Date of Award

8-2018

Document Type

Thesis

Degree Comments

Submitted to the College of Graduate Studies Bridgewater State University Bridgewater, Massachusetts in partial fulfillment of the requirements for the Degree of Master of Science in Criminal Justice.

Degree Program

Criminal Justice

Degree Type

Master of Science

Abstract

Through the work done by Shaw & McKay (1942), Bursik (1989), Messner & Sampson (1991), and Sampson & Wilson (1995), social disorganization and focus on inner-city crime became a major point of interest for researchers. The idea of social disorganization looks at the weakening of social institutions, both formal and informal, that eventually lead to crime and the study of crime patterns in urban areas.
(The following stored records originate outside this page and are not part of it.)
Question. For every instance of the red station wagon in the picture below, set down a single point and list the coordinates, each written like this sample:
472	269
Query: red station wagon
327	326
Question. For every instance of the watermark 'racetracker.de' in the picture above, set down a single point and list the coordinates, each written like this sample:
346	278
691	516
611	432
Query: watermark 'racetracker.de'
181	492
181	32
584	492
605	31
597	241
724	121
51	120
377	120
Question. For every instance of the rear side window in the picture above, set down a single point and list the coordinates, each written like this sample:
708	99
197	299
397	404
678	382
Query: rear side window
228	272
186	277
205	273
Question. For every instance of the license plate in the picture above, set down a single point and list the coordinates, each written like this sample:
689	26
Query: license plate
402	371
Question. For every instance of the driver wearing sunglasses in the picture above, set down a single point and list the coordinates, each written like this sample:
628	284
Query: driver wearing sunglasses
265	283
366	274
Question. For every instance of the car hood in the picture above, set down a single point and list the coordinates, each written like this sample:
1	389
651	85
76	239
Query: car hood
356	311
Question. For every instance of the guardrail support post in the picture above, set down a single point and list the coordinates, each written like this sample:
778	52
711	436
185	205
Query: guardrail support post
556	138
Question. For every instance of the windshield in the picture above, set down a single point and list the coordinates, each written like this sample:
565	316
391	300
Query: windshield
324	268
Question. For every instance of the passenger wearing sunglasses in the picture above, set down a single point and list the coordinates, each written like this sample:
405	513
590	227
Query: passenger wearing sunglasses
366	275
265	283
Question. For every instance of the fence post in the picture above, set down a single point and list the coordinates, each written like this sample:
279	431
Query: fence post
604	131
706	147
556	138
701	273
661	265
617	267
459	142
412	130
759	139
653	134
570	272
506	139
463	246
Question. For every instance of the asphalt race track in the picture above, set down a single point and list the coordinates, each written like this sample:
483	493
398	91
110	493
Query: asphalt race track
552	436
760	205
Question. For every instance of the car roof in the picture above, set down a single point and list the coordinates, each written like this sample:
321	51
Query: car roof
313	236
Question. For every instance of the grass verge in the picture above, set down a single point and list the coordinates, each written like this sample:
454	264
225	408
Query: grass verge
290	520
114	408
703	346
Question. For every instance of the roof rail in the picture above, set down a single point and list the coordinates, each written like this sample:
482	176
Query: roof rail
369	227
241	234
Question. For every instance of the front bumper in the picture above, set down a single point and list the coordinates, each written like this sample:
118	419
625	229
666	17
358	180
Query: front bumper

This framework has been used to study crime and pinpoint areas where decisions from governmental officials and local communities have eroded the collective efficacy of neighborhoods, leading to crime. In 2003, the FCC made changes to the media ownership rules that allowed for the intrusion of implicit bias into news mediums like a virus, hijacking the content being sent out to the public for consumption. Then, in 2005, Jerry Kang came up with ideas that accused the FCC to be directly linked with the bias in media and for the increase of arrest rates in minority groups, mainly the Black population. Kang’s arguments piggybacked on the arguments of Sampson & Wilson in regards to utilizing the macro-structural approach when looking at conscious political decisions actively affecting crime, and positing that the FCC was responsible for doing just that. This study looks to use the framework and ideas put forth by both Sampson & Wilson (1995) and Kang (2005) to connect the FCC to media implicit bias and increased arrest rates of minority groups. The study utilized the top 110 cities or markets in terms of television and cable advertising to show how impactful implicit bias in in changing arrest rates, and also focuses on the arrest rates of both White and Black populations as well as demographic and population data to run a multivariate regression OLS analysis.